Although I plan to share my Q2 2018 dividend growth watch list before year end, on the chance that I don't get around to it, I wanted to wish everyone the happiest of holidays and a prosperous 2018! Thank you for stopping by, reading my thoughts, commenting and providing feedback. 


  1. DiH -

    Congratulations, first off. Next, this is a very valuable article. Stick with your plan/what works, turn down the noise of others and make a decision based on metrics/fit of your portfolio. I love it. Congratulations on 2017 and pumped for you to make the right decisions to add $3,000 in 2018!


    1. Thanks Lanny. Here’s wishing you and Bert a dividend-filled 2018! I enjoy your blog :)

  2. Congratulations and Best wishes for Christmas and the New Year.

    I think Alaris may end up being one of the best performing stocks in 2018. I have accumulated over 5000 shares now.

    You can take a look at the following companies which I have owned for years.

    1. Diversified Royalty (DIV): should be adding new royalty shortly which should increase the distributions and in effect the share price.

    2.Dream Global (DRG.UN): Acquisition in the Netberlands should pay off over the next year. Portfolio has been turned around since IPO.

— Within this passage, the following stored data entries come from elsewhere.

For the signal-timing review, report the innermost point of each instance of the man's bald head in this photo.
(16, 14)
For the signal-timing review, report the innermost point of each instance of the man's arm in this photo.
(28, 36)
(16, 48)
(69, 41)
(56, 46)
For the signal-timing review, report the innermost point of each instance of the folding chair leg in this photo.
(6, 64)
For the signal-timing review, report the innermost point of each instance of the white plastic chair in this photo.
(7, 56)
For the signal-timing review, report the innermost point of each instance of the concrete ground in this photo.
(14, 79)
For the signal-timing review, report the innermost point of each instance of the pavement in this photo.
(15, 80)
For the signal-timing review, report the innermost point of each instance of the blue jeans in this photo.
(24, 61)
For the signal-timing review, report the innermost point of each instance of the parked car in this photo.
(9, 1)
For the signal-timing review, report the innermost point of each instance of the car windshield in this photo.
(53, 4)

    3. Crius Energy Trust (KWH.UN): unloved industry but extremely well managed company. 9% yield on 50% payout. They increase distributions by 2% quarterly.

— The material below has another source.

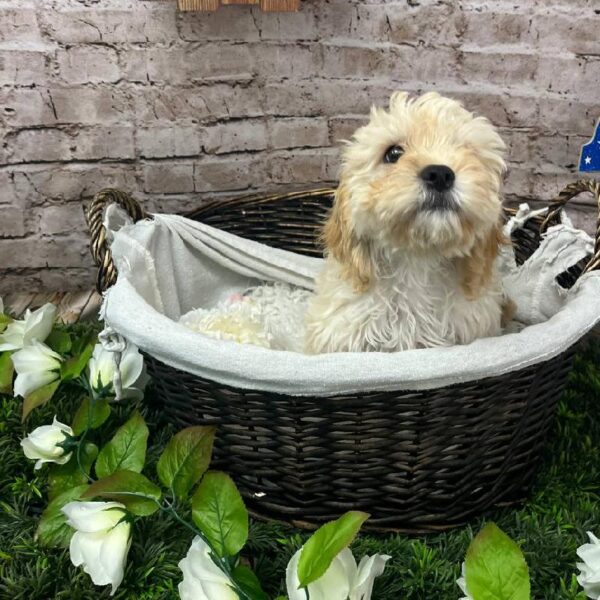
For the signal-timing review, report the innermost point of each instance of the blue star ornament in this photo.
(590, 153)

    4. American Hotel Income Properties (HOT.UN): Got hit on the back of a bought deal and lower FFO due to excess cash on hand and rebranding. CEO has bought a ton of stock along with other insiders and has also requested 2018 pay in stock. Around 9% yield which is covered.

    5. Pure Family REIT: Has got hit by tax loss selling. Class A apartment properties in the Sun Belt. The management just got internalized and the stagings should show up shortly. Also did two bought deals back to back which affected the FFO. The money has been fully deployed now.

    1. Wow! That's quite the stash of Alaris. Here's hoping it's a good year for you and the company in 2018 :)

      I am curious about Diversified Royalty as I love their Mr. Lube brand, but am waiting to see what other royalty streams they bring into their holdings. I've looked at HOT.UN before as well...just didn't pull the trigger.

      Thanks for your comment!

  3. To work more efficiently, it is necessary to analyze the mistakes of the past period and make decisions based on the knowledge gained in this process.